IFPI Press Release, December 8, 1999
French Court Ruling Will Help Spur Development of Legitimate Online Music Market
London, December 8, 1999
The global fight against music piracy on the Internet has received an important boost after a court in France convicted two pirate operators of illegally distributing whole albums of music repertoire.
The December 6 ruling against the two individuals, a 24-year old computer technician and a 21-year old information technology student, is the first criminal judgment against Internet pirates in Europe. The two men were given 3-month suspended prison sentences and ordered to pay damages of FF100,000 (US$15,300).
The decision comes only a few weeks after the launch by national groups of IFPI, with the support of scores of artists, of its global campaign to promote legal music on the Internet.
The case had been brought in June by French anti-piracy organization SCPP on behalf of Sony Music Entertainment, Island Records, Warner Brothers, Atlantic Records and the French authors’ society SACEM. The pirate operators, based in St. Etienne in central France, had been offering “deep links” allowing visitors to their site to download albums by top-selling French and international artists. The files illegally distributed included the latest albums by Will Smith, Tori Amos, Madonna and The Cranberries. Between mid-April and mid-June 1999, there were more than 15,000 connections made to the pirate site.

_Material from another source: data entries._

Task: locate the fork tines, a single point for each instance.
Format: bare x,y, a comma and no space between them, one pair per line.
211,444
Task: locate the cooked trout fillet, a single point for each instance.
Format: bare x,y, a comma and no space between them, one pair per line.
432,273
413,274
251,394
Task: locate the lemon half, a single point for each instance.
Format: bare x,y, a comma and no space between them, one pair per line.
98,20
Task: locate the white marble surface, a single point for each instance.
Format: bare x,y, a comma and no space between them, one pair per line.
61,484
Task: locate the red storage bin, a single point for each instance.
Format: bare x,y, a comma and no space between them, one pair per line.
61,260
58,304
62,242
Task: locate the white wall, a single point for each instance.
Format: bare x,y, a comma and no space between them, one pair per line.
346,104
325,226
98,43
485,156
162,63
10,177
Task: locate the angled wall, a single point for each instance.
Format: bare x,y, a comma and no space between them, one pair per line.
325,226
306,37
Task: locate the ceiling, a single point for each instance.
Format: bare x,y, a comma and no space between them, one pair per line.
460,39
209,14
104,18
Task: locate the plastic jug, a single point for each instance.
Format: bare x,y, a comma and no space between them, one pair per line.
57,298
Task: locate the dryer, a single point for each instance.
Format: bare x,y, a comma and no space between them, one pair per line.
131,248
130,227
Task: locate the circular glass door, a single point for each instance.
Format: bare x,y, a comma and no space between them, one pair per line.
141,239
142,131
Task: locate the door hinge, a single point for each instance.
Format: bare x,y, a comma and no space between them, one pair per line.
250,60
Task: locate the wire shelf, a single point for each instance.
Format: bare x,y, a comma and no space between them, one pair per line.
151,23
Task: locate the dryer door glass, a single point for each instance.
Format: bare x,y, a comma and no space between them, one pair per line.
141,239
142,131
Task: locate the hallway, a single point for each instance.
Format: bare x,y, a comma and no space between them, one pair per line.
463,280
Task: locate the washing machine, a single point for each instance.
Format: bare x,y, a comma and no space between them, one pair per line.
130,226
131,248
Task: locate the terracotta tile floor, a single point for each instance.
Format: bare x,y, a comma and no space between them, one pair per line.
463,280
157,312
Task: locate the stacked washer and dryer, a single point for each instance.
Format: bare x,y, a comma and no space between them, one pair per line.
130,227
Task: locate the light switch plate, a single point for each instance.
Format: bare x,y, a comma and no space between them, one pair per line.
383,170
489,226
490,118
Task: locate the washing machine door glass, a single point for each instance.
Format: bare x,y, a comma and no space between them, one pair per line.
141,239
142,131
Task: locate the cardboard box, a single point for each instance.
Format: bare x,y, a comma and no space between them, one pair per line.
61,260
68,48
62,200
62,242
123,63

IFPI unveiled a globally-coordinated Internet anti-piracy strategy in October, announcing enforcement actions against hundreds of illegal sites in more than 20 countries. The ruling by the criminal court of St. Etienne is one of the first cases worldwide to come to a judgment since the launch of that global campaign, which is entitled “Action for Legal Music on the Internet.”
Further court decisions, that are crucial for promoting legal music on the Internet, are awaited in countries including Sweden, Belgium, Italy and France. Last month the Court of First Instance in Belgium provided an important guideline on the liability of Internet service providers (ISPs) when the ISP Belgacom Skynet was told by the Court that it had to take down pirate content once it was notified that the material was infringing.
Internet piracy is a growing problem for artists and record producers as they start developing legitimate businesses in the online environment. It is estimated that there are 1 million illegal files available on the Internet at any one time.
IFPI’s strategy is to prevent piracy on the Internet from evolving into the serious large-scale threat posed to its member companies by physical piracy. Piracy of physical formats, mainly CDs, is already a fast-growing global black market with an estimated value of $4.5 billion annually.
Marc Guez, managing director of SCPP, said: “This is an important first step in the fight against Internet piracy. It will help educate young people that Internet piracy is a serious offense, bringing serious legal consequences. And it shows the strong will of the French authorities to protect the rights of creators.”
Jay Berman, Chairman of IFPI, said: “This sends the right signal for everyone – artists, authors and record producers – who looks forward to a fully-fledged legitimate online music market. Internet piracy is illegal and it needs judgments like this to make sure everyone knows it is illegal.”